An Excel spreadsheet can be used to perform the tedious computations mentioned above.

The above diagram shows the expected value calculation for one of the predictions, AAAOO, using an Excel spreadsheet. After setting a value for *p*, you can easily calculate the expected values for all possible predictions, thereby finding the highest value in the list and matching it to optimal prediction.

# The Result

To find the optimal prediction, the expected value for every prediction can be calculated for *p*=0.05 to *p*=0.95 with increments of 0.05. The graph of these expected values against the corresponding *p* value is plotted:

The four important lines to observe for are BBBOO, BBBBO, AAAAO and AAAOO. As can be inferred from the graph, if *p>*0.85, the optimal prediction is either AAAOO, and if 0.5<*p*≤0.85, the optimal prediction is AAAAO. Symmetrically, if p<0.15, the optimal prediction is BBBOO, while if 0.15≤p<0.5, the optimal prediction is BBBBO. If the unlikely scenario of p=0.5 occurs, then the optimal prediction is either AAAAO or BBBBO.

# An Extension

After relooking at the table for Worlds Token winnings for predicting games correctly, you should be able to observe that the Token winnings are not proportionate to the number of games correctly predicted in that series. In particular, rewards for getting 2 and 3 predictions correct are undervalued, as they should be 100 and 150 respectively, instead of 60 and 79.2 respectively. This influences the overall prediction strategy as it makes one more inclined to aim to correctly predict 4 or 5 games in the series, making a 3–0 prediction greatly beneficial, as a 3–0 outcome has the highest likelihood of occurring, as compared to all the other outcomes.

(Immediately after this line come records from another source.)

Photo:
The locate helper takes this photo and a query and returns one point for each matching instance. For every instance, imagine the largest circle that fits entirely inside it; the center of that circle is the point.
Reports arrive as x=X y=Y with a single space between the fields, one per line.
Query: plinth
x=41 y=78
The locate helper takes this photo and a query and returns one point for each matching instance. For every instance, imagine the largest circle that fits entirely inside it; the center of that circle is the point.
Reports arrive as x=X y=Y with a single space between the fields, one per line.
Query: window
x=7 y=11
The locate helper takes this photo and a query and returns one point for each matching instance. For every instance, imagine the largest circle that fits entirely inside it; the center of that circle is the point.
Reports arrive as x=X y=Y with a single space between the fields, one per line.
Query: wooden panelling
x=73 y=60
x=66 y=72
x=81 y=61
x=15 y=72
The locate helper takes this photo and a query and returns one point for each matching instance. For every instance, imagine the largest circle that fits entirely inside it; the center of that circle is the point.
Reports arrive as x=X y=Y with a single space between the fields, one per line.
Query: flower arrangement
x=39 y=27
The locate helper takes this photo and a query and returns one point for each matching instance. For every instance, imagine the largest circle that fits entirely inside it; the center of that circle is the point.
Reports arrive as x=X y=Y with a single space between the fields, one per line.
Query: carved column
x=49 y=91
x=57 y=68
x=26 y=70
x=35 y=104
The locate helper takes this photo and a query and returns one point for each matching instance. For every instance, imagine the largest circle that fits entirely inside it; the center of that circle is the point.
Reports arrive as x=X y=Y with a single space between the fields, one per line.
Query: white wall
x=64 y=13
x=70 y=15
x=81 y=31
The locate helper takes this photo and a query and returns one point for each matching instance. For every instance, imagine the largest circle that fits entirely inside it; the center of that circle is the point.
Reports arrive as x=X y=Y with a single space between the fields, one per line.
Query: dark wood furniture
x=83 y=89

So how would the results differ if the value of each correct prediction is equal? To investigate this, the reward system for correct predictions will be removed, and the number of correct predictions are counted instead. This means that if you get 1 correct prediction in a BO5 series, you get 1 point, get 2 correct predictions, you get 2 points and so on.

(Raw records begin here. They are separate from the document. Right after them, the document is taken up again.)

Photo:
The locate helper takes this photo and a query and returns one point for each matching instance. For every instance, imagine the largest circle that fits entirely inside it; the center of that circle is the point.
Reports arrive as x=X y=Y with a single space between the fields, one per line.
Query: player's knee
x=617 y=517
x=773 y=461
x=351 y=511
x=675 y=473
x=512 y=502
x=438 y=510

The same excel spreadsheet is used with the above adjustment implemented. The graph of these expected values against the corresponding *p* value is plotted once again:

Without the skewed reward system, he four same predictions still end up triumphant, even though the graph has flattened out. Now, the point of intersection between the BBBOO and BBBBO lines and the AAAOO and AAAAO lines are about *p*=0.25 and *p*=0.75 respectively instead, implying that there are now more situations where predicting a 3–0 victory is more favourable as compared to predicting a 4–0 victory.

# Limitations and Future Directions

As stated at the beginning of this article, one of the important assumptions of this approach to identifying the most optimal prediction strategy in a BO5 series is that all the games are independent of each other. This ensures that the probability of the teams winning each game remains constant throughout the series, which greatly simplifies the calculation.

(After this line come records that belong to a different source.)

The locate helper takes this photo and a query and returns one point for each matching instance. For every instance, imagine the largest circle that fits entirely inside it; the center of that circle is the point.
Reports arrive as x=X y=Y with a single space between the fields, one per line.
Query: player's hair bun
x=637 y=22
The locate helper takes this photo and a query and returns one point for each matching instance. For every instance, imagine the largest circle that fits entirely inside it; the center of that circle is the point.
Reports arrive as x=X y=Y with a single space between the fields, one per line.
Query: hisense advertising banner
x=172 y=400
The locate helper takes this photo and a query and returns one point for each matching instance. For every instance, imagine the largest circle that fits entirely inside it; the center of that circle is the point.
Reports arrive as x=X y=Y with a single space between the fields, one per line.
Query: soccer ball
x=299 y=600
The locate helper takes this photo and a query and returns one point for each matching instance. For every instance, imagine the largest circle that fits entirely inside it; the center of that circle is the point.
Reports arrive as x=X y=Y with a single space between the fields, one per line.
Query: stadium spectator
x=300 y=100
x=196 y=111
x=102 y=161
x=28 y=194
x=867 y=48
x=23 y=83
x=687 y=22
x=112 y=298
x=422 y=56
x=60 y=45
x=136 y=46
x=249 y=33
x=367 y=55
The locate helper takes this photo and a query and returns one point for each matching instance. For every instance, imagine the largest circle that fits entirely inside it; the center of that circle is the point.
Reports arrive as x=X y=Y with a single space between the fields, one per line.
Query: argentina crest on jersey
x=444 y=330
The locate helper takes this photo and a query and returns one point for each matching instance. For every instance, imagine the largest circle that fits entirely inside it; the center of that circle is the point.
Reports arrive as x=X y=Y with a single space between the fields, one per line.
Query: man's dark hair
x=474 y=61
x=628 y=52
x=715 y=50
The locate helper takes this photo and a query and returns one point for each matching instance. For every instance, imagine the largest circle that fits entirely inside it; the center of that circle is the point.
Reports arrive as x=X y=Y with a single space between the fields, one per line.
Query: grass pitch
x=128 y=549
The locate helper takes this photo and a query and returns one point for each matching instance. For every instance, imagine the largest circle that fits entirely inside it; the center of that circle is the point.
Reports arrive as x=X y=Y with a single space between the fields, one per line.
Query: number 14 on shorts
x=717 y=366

However, this might not be the case in the actual BO5 series. During the series, there will be short breaks given in between every game to allow the team to review the previous game, look at some of the mistakes made, and likely formulate a new strategy for the next game based on their opponent’s previous strategy. This is a crucial component of any BO5 series in most games, and it might influence the probability of winning for subsequent games.

To further refine the calculations, the dynamics of a BO5 series could be better studied, which includes the effect of these ‘review and discussion phases’. Perhaps, Worlds tournaments from the previous years could be used as a reference to find how the probability of a certain team winning changes after winning or losing their last match. That way, an algorithm can be created which takes into account this additional factor, and by integrating it with the Excel spreadsheet used above, it will allow anyone to more accurately determine the optimal prediction strategy for a BO5 series.